Figure 2: High-resolution of GFP visualization detected in cultured GFP-labeled CRC organoids, primary tumors and micrometastases. (A) Nearly 100% of cultured CRC organoids are GFP positive. The images were captured using a stereo-fluorescence microscope. Scale bar = 250 µm. (B) GFP-positivity in the primary tumor and micrometastases in the lungs and liver. The dissociated GFP-expressing CRC organoid cell suspension was injected into the rectal submucosa (o.t. inj.) of NOG mice. The majority of tumor cells are shown to be positive for GFP in the primary tumor. GFP-positive micrometastases colonizing the lungs (indicated by an arrow) are also shown. Moreover, GFP-positive micrometastases are detected in the liver (indicated by an arrow), when the cell suspension was intrasplenically injected (i.s. inj.) into mice. Scale bar = 500 µm. Please click here to view a larger version of this figure.
Although the CRC PDX model has been widely employed to study primary tumor growth, whether this model is also applicable to investigating tumor metastasis has not yet been fully elucidated. Spontaneous metastases were also barely detectable in the liver and lungs of various reported colon PDX models4,10. To detect micrometastases with high sensitivity, we developed a protocol for transducing GFP lentiviral particles into PDX-derived CRC organoids prior to their orthotopic and intravenous injections into recipient mice. Of note, we were able to show that this method allows highly sensitive detection of CRC organoid-derived micrometastases, forming both spontaneously and experimentally, in distant organs.

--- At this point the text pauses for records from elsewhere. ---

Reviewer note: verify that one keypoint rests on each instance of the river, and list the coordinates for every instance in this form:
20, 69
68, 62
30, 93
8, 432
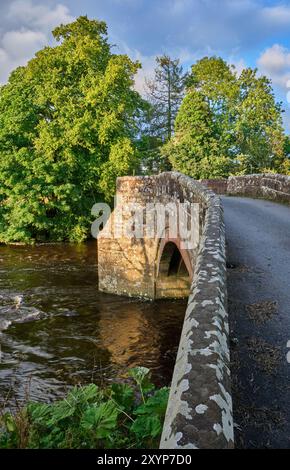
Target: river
57, 330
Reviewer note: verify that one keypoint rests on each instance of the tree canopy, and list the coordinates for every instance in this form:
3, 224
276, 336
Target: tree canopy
227, 123
67, 125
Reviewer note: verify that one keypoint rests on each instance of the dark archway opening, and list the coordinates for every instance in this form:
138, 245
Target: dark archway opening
173, 279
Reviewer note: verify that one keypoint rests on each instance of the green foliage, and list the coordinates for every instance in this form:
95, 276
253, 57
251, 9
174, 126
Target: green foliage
67, 127
164, 92
120, 416
227, 124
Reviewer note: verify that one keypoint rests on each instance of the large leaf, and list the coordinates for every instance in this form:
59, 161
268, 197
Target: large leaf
141, 375
101, 419
147, 426
123, 395
155, 405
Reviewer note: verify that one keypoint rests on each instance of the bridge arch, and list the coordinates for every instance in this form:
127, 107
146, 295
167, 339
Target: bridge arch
174, 271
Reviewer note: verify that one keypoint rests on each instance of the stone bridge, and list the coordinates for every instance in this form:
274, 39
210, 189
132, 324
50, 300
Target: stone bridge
199, 413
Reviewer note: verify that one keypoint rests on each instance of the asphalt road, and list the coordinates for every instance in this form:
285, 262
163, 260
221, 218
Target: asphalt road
258, 256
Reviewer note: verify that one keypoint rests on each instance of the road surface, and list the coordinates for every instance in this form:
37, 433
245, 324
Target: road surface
258, 257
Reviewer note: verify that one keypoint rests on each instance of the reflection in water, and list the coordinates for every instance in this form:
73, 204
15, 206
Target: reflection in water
57, 330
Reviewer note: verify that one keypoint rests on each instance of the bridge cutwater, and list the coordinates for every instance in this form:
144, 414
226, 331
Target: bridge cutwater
200, 408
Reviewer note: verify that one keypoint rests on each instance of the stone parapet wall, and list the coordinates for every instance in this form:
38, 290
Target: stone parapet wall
199, 414
268, 186
218, 186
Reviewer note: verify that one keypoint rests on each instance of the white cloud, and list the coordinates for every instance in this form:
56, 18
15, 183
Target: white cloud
275, 63
23, 43
28, 26
277, 15
39, 16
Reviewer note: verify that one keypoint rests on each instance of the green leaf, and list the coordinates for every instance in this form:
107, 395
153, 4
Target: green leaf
102, 419
155, 405
141, 375
147, 426
123, 395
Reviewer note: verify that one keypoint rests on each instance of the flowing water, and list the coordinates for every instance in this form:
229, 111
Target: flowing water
58, 330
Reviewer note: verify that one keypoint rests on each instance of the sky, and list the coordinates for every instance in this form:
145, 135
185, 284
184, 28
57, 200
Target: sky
253, 33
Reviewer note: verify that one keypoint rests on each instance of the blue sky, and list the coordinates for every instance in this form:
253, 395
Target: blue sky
252, 33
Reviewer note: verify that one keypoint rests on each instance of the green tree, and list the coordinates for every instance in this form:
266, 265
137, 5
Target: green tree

Critical steps within the protocol include maintaining intact spheroid formation without induction of anoikis on the artificial extracellular matrix by gently pipetting the CRC organoids during the passaging series. The preparation of high titer lentivirus particles concentrated by ultracentrifugation is also important for achieving the nearly 100% GFP positivity of CRC organoids. Moreover, it is recommended that the GFP-labeled CRC organoids be injected within 10–14 days into recipient mice. Excessively long periods for expansion of the CRC organoids after infection may favor selection of weakly GFP-expressing organoids.

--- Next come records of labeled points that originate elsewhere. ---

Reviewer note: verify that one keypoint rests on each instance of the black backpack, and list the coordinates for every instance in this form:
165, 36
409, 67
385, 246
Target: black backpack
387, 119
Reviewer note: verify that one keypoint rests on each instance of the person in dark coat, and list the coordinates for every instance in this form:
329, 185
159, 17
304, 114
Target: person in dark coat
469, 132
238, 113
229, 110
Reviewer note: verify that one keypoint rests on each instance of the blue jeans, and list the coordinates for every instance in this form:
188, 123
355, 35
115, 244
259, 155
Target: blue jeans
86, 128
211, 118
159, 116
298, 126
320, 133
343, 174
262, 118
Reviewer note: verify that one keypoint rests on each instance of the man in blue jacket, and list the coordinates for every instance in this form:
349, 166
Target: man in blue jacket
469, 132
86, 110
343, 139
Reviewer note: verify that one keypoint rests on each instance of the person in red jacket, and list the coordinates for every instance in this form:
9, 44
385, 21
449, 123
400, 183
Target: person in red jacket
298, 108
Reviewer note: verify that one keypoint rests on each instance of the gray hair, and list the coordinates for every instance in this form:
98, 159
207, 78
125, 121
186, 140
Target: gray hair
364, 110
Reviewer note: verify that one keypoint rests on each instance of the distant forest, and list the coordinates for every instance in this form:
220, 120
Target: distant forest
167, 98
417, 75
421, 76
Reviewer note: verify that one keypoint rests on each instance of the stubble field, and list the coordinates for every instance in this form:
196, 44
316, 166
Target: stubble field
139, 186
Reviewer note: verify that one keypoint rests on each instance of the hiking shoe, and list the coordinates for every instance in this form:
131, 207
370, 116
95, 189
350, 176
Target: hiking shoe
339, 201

The injection of CRC organoids into the rectal submucosa of NOG mice showed their metastatic dissemination into the lungs, though not into the liver, presumably through the inferior vena cava. To generate liver metastases spontaneously, injection of CRC organoids into the colon with laparotomy would be required13.
Note that the incidence of B cell lymphomas is on occasion increased in NOG immunodeficient mice implanted with tissues including lymphocytes, infected with Epstein-Barr oncovirus, from human patients14. It is therefore reasonable to recommend that whether the emerging tumors originate from the implanted human CRC be determined by performing immunohistochemistry using human CRC cell markers, such as carcinoembryonic antigen and cytokeratin 20.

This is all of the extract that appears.